近年のデータを見ると、複数年にわたって遭難死した人がすべて男性だったケースもあり、中高年の男性が多いことも特徴のひとつです。
もちろん、男性だから危険という単純な話ではありません。では、なぜこのような偏りが見られるのでしょうか。
女性も高山病や心停止になる
富士山の救護所では、男女を問わず体調を崩して助けを求める登山者がいます。
若い女性でも、高山病が重症化して心停止に至るケースはあります。幸い、近くにAEDがあり、迅速な対応によって心拍が再開し、その後回復した例もあります。
つまり、富士山での高山病や急激な体調悪化は、年齢や性別に関係なく起こる可能性があります。
中高年男性は持病にも注意
男性に死亡例が多い理由として考えられるのが、持病や生活習慣の影響です。
たとえば、慢性的な呼吸器の病気がある場合、標高の高い場所で酸素が不足すると、体への負担が大きくなる可能性があります。
心臓などに持病がある場合も同様です。
特に中高年になると、「昔はこれくらい平気だった」という感覚だけで登ってしまうのは危険です。
「せっかく来たから」と無理をしてしまう
富士山で体調を崩す人には、登山前の準備が十分でないケースもあります。
遠方から飛行機やバスを乗り継いで到着し、五合目で少し休んだだけで登り始める。さらに、前日の睡眠がほとんど取れていないまま登山を続ける。
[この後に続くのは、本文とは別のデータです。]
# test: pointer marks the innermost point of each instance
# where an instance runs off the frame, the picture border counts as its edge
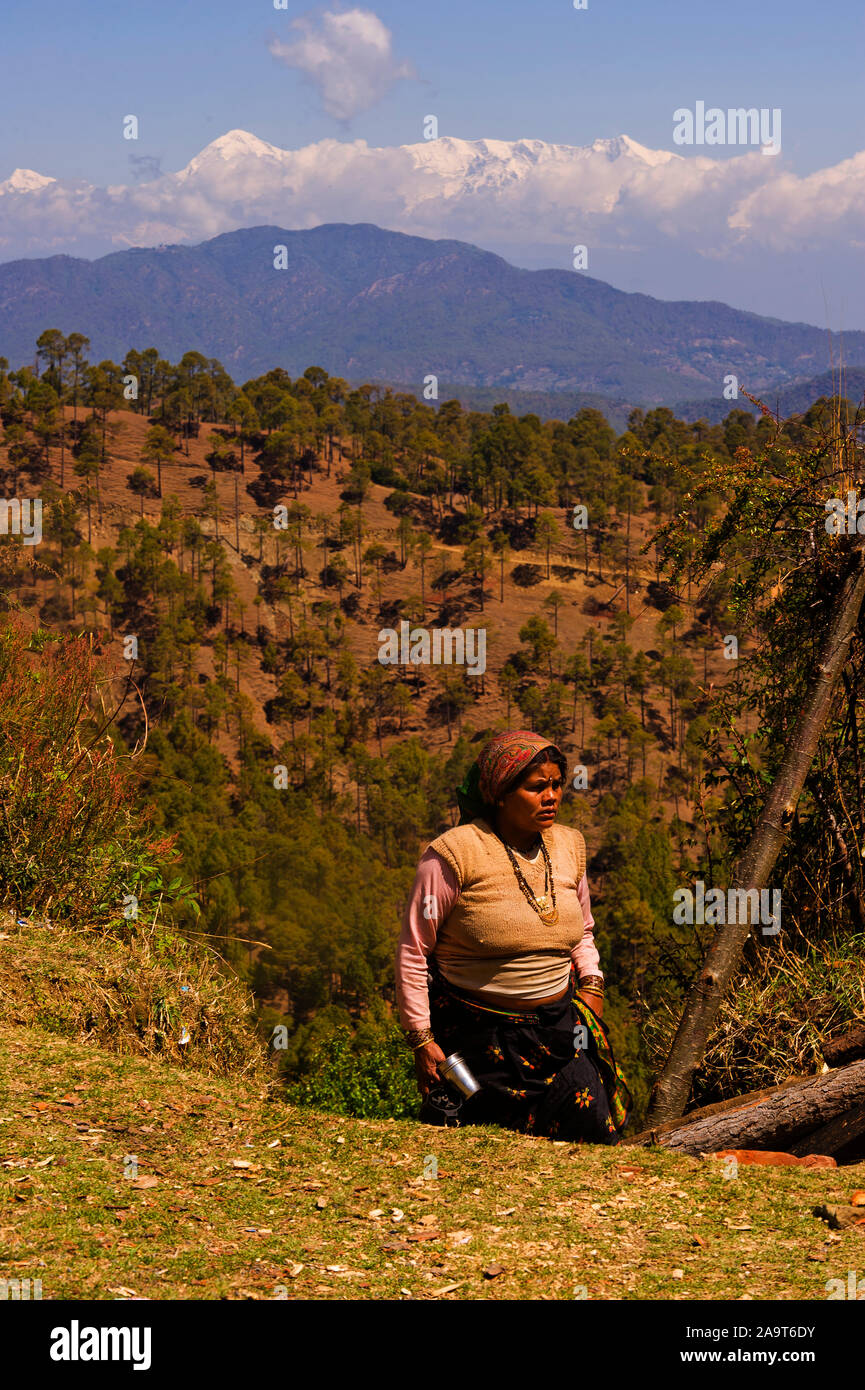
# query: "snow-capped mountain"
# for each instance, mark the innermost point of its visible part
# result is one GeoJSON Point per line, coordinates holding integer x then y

こうした状態では、体が標高の変化についていけないことがあります。
そして厄介なのが、「せっかくここまで来たのだから」という気持ちです。
体調が悪くなっても、少し休めばまた登り始めてしまう人もいます。
「休む」だけでなく「下山する」判断も大切
登山では、頑張ることが必ずしも正解ではありません。
頭痛や吐き気、強い疲労感、息苦しさなど、いつもと違う症状が出たら、無理に先へ進まないことが大切です。
「もう少しで頂上だから」と頑張ってしまう気持ちは分かりますが、山では体調が急激に悪化することもあります。
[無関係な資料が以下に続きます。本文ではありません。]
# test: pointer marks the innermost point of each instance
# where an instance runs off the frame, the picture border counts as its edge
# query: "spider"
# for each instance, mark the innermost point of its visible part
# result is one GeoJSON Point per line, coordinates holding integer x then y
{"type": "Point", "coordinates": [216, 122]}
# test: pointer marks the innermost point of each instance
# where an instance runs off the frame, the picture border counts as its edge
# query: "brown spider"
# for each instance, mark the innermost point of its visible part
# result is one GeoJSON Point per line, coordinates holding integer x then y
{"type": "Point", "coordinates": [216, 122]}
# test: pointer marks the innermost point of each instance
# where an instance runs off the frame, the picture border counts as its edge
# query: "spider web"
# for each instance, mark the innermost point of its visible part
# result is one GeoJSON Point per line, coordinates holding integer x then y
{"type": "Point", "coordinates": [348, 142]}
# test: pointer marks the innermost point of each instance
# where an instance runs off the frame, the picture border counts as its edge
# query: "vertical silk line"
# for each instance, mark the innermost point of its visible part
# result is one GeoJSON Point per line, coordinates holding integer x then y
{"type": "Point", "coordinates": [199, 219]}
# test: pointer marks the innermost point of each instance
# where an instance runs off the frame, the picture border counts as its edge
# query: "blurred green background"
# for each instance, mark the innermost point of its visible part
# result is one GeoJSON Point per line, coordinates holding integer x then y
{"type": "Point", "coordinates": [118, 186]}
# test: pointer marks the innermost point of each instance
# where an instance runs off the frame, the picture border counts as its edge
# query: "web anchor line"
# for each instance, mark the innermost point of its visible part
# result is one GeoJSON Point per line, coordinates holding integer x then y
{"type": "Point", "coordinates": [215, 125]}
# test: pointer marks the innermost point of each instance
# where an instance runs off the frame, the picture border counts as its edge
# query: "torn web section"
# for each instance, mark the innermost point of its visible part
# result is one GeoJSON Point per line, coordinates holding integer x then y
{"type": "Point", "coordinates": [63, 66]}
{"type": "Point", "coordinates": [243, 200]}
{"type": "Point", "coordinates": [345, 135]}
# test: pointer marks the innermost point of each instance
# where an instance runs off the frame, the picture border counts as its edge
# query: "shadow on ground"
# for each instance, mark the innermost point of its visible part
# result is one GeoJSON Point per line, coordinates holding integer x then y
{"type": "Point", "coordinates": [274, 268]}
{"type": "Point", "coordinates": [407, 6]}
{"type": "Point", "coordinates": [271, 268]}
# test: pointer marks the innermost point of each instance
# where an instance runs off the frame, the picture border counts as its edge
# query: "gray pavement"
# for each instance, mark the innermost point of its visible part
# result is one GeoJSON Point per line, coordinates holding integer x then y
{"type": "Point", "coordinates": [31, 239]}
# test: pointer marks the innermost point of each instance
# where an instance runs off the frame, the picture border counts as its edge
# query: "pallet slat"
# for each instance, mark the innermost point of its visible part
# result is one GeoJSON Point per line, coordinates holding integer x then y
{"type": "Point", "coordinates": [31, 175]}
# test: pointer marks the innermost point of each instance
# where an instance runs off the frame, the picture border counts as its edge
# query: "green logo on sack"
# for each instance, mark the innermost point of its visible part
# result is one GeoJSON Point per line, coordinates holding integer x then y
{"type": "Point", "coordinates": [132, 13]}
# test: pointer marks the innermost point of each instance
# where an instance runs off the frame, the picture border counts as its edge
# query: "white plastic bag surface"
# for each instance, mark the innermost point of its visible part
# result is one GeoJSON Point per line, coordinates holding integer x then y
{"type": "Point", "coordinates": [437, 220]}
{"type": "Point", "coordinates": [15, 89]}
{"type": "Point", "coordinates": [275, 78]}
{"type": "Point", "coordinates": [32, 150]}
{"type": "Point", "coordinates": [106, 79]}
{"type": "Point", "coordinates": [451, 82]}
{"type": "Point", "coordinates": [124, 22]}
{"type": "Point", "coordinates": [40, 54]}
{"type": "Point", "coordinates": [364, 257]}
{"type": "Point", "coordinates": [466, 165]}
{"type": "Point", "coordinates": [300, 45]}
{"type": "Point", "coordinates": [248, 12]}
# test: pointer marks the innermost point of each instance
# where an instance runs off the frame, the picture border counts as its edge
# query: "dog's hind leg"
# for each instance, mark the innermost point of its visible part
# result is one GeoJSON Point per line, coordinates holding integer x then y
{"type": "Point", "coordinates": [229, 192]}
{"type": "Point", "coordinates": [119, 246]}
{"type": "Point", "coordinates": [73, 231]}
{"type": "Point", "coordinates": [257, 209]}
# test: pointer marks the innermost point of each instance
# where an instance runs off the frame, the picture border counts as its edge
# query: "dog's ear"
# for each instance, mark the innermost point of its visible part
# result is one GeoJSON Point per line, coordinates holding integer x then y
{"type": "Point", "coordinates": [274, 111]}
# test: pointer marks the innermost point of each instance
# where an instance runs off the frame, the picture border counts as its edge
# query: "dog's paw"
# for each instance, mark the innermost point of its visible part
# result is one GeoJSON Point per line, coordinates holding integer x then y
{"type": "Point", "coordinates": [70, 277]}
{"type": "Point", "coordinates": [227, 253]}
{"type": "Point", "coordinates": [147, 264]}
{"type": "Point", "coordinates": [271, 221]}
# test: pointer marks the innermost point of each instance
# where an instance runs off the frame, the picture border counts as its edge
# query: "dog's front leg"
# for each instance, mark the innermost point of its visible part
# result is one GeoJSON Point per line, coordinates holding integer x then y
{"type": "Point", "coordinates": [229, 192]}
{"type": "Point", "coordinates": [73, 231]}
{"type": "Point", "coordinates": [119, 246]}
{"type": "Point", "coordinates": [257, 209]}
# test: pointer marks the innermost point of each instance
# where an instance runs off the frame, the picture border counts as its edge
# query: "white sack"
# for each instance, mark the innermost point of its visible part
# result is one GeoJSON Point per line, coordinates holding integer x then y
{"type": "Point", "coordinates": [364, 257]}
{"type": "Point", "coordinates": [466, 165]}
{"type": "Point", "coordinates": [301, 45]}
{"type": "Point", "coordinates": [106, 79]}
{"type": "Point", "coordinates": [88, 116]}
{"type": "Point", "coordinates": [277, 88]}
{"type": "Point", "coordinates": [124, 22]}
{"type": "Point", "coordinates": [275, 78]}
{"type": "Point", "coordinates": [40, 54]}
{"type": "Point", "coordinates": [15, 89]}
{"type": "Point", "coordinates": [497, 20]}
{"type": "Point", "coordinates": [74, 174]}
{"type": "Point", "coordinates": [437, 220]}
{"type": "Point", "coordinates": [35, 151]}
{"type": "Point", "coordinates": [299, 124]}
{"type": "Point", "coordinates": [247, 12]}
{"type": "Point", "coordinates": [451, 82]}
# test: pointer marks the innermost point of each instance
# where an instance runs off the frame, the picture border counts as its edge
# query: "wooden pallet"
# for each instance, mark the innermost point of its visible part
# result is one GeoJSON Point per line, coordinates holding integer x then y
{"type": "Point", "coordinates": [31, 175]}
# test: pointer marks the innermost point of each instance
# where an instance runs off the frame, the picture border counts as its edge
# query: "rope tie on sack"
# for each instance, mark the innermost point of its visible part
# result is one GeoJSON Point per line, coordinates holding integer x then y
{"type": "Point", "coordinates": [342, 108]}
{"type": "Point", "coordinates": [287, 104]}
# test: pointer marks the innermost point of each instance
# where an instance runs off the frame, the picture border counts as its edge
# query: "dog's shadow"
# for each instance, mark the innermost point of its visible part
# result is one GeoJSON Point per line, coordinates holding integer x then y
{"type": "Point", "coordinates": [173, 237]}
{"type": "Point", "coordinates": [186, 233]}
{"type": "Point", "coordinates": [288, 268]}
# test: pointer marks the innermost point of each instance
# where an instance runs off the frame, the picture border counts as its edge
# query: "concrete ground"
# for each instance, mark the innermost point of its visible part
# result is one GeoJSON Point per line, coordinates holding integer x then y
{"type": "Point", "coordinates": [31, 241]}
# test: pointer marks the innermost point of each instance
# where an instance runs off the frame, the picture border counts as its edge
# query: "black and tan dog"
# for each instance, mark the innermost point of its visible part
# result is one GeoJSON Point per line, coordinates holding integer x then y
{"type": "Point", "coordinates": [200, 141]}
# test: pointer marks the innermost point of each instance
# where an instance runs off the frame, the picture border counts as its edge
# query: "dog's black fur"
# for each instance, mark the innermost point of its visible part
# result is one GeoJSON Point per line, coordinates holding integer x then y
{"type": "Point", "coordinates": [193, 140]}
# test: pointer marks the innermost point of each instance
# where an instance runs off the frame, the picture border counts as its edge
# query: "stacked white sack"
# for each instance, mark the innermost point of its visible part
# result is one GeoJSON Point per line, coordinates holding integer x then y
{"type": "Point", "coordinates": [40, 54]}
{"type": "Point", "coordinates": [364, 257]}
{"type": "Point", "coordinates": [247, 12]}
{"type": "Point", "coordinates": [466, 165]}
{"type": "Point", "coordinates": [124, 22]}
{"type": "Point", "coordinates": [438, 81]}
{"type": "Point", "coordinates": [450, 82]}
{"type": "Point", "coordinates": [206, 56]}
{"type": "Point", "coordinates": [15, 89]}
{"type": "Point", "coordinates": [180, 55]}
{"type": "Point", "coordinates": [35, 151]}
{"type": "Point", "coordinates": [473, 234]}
場合によっては、休憩ではなく下山するという判断が必要になります。
富士登山は「無理をしない」がいちばん
富士山は日本を代表する山ですが、標高は3,000メートルを超えます。
観光やレジャーの延長のような感覚で登るのではなく、高所での活動だという意識を持つことが大切です。
十分な睡眠を取る、急いで登らない、体調を整えてから出発する。そして、少しでも異変を感じたら無理をしない。
「登頂すること」だけを目標にせず、「安全に帰ってくること」まで含めて登山と考えたいですね。
富士山に限らず、山では「頑張る勇気」よりも「引き返す勇気」が命を守ってくれることがあります。